Manhattan Apartments Still "A Good Buy" for Bond Villains
New York City real estate is too expensive for anyone. Manhattan is the most expensive portion of that. Logic tells us that no one, then, can afford Manhattan apartments. So who buys all these places then? International bazillionaires, of course.
Your problem, my friend, is that you are thinking like a normal person. A normal persons says, "Hm, don't think I can afford to buy Steven Cohen's $98 million apartment, which, by the way, he only paid $13 million for in 2005, and, by the way, he is probably one of America's greatest financial criminals, so how is that even fair?" See, that sort of defeatist normal person attitude is why you will probably never own an apartment that looks like a hotel conference room and costs about the same as a mid-sized regional manufacturing company.
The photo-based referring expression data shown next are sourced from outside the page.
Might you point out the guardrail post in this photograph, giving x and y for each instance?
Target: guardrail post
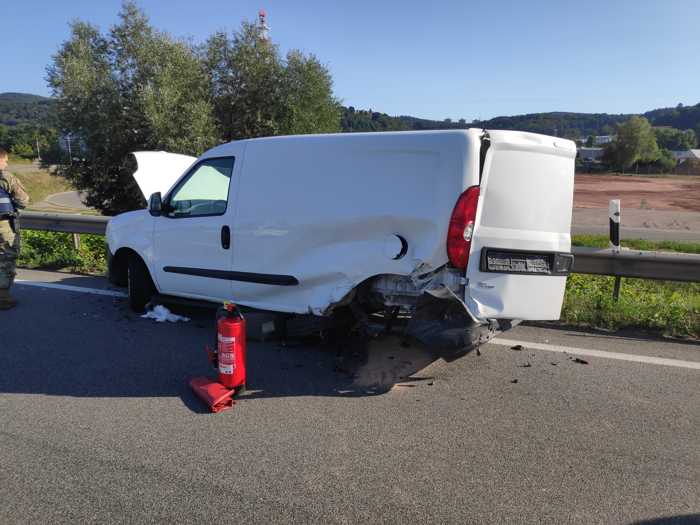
(614, 219)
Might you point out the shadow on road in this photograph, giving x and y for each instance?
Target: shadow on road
(686, 519)
(617, 335)
(69, 344)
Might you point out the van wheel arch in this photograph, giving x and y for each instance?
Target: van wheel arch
(140, 285)
(118, 270)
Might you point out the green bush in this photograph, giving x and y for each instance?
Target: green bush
(667, 307)
(55, 251)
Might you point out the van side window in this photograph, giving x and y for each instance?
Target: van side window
(204, 191)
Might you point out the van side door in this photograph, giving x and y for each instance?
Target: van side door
(192, 237)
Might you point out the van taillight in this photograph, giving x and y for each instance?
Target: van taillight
(459, 236)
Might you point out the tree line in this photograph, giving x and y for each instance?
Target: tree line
(637, 144)
(137, 88)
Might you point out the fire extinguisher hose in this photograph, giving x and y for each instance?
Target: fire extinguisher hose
(214, 394)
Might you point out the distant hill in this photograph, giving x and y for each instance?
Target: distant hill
(21, 108)
(572, 125)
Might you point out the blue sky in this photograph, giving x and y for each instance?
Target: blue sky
(457, 59)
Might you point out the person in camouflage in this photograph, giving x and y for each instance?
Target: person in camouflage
(9, 233)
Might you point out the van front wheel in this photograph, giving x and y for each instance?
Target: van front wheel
(140, 284)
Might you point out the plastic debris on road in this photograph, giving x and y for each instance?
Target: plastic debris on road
(161, 314)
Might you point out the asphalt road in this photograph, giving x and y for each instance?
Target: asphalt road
(98, 425)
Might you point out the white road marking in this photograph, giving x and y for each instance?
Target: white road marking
(69, 288)
(599, 353)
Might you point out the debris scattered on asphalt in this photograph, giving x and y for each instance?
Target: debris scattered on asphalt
(161, 314)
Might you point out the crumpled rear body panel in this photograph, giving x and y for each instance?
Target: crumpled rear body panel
(328, 211)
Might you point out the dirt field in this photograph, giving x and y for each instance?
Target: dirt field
(680, 193)
(667, 204)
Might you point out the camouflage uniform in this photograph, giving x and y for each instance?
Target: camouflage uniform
(9, 239)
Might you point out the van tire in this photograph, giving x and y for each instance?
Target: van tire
(139, 283)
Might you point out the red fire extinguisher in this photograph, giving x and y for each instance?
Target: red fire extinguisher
(230, 335)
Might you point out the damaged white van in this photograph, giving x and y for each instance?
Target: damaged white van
(459, 233)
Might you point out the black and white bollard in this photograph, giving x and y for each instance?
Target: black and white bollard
(614, 217)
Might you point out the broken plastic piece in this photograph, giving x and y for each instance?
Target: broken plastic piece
(161, 314)
(215, 395)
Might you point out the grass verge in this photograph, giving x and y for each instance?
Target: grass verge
(665, 307)
(55, 251)
(38, 182)
(668, 308)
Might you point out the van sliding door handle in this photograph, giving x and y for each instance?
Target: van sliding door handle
(225, 237)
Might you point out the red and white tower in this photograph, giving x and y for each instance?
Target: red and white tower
(263, 28)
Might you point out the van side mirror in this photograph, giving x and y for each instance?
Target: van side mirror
(155, 204)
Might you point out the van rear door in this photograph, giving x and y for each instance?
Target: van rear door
(521, 243)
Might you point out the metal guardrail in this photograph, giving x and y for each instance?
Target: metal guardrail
(61, 222)
(626, 263)
(663, 266)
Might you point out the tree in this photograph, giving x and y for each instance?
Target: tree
(132, 89)
(635, 143)
(255, 92)
(308, 104)
(675, 139)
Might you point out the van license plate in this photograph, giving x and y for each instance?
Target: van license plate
(502, 261)
(518, 262)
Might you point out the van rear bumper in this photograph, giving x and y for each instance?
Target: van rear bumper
(446, 326)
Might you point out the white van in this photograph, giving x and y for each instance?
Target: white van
(465, 231)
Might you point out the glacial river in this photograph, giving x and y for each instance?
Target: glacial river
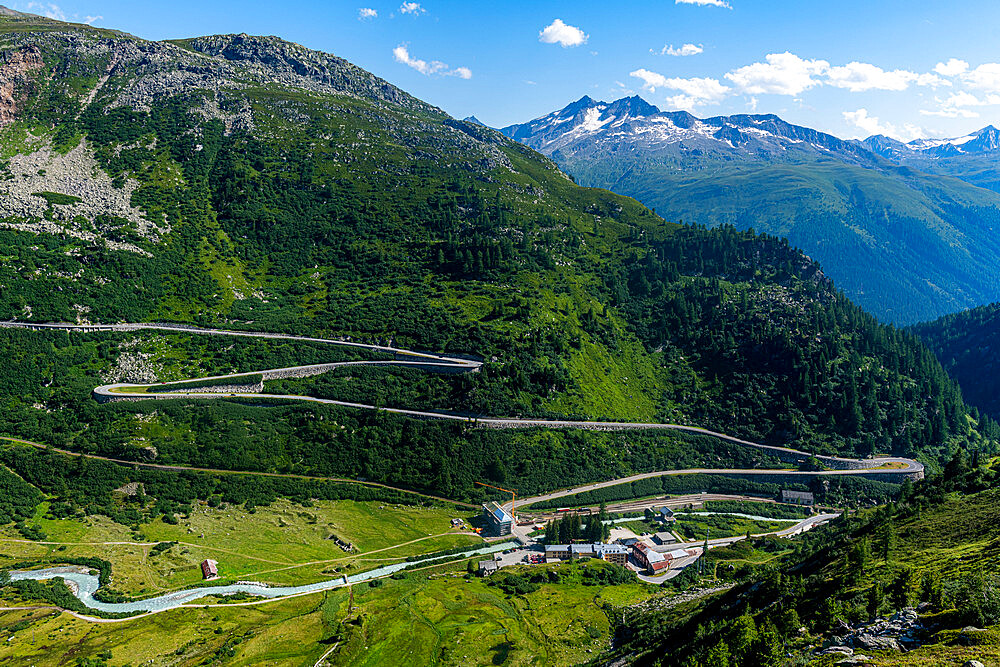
(86, 584)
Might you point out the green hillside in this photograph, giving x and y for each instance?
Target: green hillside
(967, 343)
(227, 188)
(935, 548)
(904, 245)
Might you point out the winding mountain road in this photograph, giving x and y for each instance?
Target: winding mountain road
(238, 386)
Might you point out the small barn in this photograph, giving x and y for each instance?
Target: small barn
(209, 569)
(797, 497)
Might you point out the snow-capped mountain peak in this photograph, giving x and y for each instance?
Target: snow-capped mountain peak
(588, 125)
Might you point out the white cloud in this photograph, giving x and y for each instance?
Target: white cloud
(47, 9)
(932, 80)
(561, 33)
(694, 91)
(950, 113)
(782, 74)
(956, 105)
(412, 8)
(685, 50)
(712, 3)
(985, 77)
(871, 125)
(859, 77)
(402, 55)
(953, 67)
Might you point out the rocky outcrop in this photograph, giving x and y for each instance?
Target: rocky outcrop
(96, 208)
(900, 632)
(16, 75)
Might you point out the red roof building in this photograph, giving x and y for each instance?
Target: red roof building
(209, 569)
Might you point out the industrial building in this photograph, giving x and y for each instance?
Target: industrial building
(653, 561)
(498, 520)
(612, 553)
(665, 537)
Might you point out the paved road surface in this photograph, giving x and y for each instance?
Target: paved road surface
(429, 361)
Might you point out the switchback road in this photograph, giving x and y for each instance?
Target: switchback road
(235, 385)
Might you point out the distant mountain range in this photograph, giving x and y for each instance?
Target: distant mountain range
(907, 230)
(975, 158)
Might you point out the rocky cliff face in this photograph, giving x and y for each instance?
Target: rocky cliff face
(16, 79)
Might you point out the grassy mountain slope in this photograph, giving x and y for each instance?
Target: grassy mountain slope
(904, 245)
(248, 182)
(935, 547)
(967, 344)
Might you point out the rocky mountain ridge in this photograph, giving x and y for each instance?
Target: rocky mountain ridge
(902, 241)
(588, 126)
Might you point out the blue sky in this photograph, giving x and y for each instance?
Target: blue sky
(909, 68)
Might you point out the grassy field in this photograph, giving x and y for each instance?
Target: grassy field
(284, 543)
(434, 617)
(693, 526)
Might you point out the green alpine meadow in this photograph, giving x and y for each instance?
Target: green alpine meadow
(299, 369)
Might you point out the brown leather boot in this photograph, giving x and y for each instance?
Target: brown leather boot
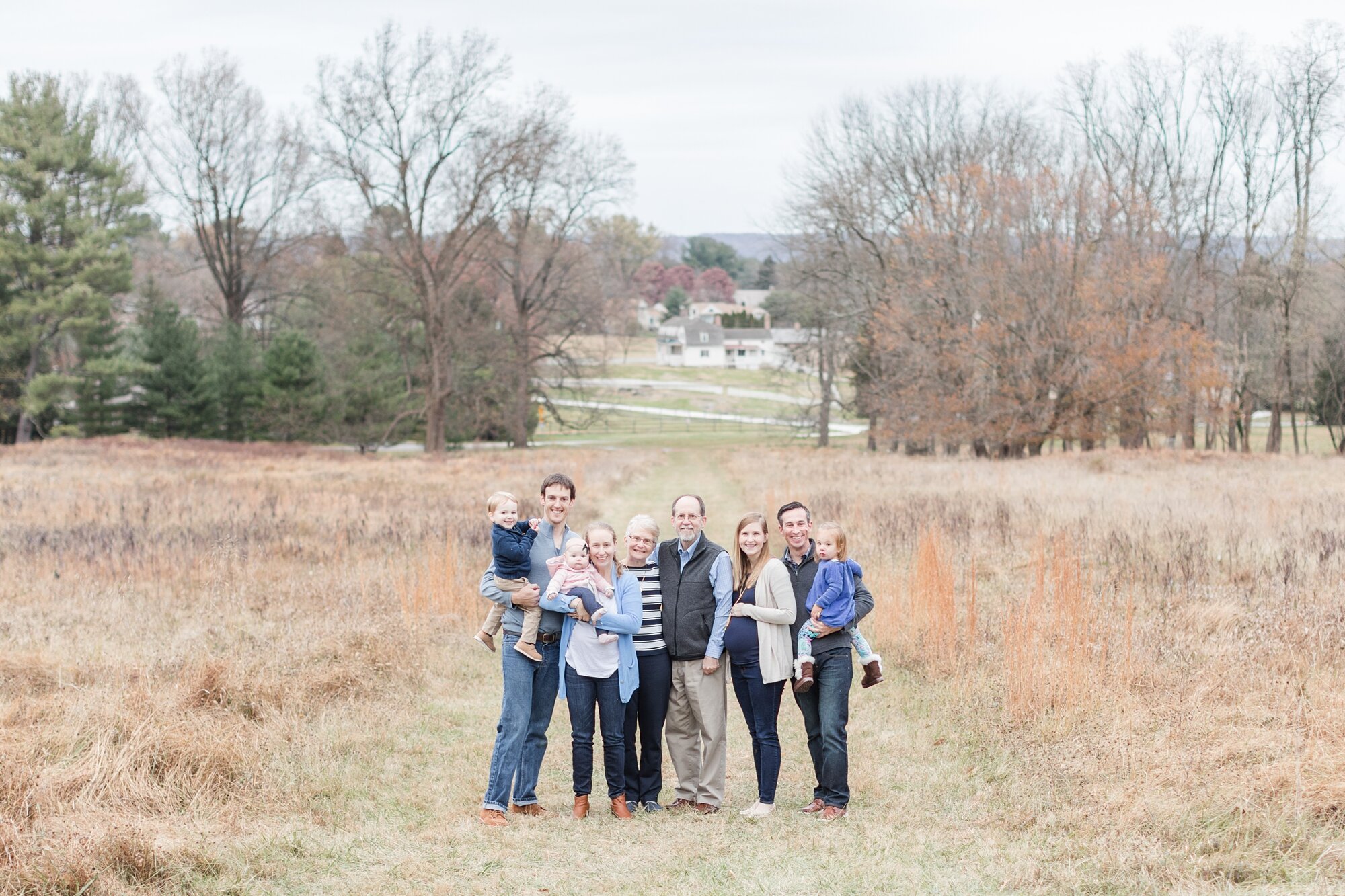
(805, 676)
(872, 671)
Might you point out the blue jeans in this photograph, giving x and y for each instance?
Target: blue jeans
(525, 713)
(827, 710)
(648, 712)
(584, 694)
(761, 705)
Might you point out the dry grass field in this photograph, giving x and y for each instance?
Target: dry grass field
(247, 669)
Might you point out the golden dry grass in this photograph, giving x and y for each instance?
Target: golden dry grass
(237, 669)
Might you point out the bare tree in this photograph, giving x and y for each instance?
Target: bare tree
(415, 128)
(239, 174)
(1308, 87)
(551, 194)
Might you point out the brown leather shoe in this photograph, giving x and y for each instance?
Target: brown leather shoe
(805, 680)
(532, 810)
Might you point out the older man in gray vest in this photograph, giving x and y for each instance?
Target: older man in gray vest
(697, 580)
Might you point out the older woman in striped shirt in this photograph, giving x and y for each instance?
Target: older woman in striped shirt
(649, 706)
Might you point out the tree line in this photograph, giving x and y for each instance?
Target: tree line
(1147, 256)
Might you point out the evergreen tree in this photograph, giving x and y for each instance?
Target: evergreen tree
(293, 399)
(766, 274)
(65, 217)
(171, 396)
(235, 385)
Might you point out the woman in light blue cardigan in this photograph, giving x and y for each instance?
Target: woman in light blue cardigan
(598, 676)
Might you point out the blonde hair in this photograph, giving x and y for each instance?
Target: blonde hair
(746, 571)
(607, 528)
(500, 498)
(840, 532)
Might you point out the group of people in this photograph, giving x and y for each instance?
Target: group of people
(640, 650)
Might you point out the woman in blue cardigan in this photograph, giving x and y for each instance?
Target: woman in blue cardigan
(598, 676)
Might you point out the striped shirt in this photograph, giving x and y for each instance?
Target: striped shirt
(650, 637)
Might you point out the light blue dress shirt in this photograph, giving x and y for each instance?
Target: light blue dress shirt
(722, 583)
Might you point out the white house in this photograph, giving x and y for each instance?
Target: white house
(685, 342)
(751, 298)
(691, 343)
(747, 348)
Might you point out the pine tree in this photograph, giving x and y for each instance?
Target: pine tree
(171, 397)
(233, 381)
(65, 217)
(766, 274)
(291, 386)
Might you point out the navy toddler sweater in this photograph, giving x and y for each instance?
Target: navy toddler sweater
(512, 549)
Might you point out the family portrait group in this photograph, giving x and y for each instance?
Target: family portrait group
(642, 647)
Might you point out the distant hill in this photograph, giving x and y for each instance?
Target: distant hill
(750, 245)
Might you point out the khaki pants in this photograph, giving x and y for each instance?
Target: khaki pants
(696, 731)
(496, 619)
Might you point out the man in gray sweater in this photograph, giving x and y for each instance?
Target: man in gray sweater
(827, 706)
(697, 581)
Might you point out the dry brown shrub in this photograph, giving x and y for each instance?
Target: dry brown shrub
(213, 607)
(1054, 657)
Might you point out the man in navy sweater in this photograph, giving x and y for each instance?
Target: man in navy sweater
(827, 706)
(529, 685)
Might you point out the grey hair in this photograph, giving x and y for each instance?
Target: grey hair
(644, 521)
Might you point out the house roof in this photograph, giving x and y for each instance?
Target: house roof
(691, 331)
(747, 334)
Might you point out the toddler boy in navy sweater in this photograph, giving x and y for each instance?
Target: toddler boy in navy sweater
(512, 548)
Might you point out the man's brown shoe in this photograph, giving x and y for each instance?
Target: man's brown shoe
(872, 671)
(532, 810)
(804, 676)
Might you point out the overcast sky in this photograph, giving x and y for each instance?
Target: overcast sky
(709, 97)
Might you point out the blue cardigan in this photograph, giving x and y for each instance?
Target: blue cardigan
(835, 591)
(626, 620)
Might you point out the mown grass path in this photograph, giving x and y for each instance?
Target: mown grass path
(395, 810)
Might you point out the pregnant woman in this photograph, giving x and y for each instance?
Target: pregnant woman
(759, 649)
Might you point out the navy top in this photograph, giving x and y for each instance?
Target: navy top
(512, 549)
(740, 641)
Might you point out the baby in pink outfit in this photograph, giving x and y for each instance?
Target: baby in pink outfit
(572, 569)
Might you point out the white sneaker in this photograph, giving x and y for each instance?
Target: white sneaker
(758, 810)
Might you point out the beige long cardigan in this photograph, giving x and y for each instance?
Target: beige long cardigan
(774, 611)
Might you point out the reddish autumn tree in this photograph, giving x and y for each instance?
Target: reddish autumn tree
(680, 276)
(650, 282)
Instead, you need to look on the bright side, like this Manhattan realtor quoted by Bloomberg today:
"There's definitely an argument to be made that some apartments are asking prices that make absolutely no sense whatsoever," said Leonard Steinberg, a luxury broker with Douglas Elliman Real Estate in New York. "Everybody wants $100 million for their apartment these days. The good news is that $100 million is, what — 60 million pounds? Only 73 million Euros? So on world standards, it's still a pretty good buy."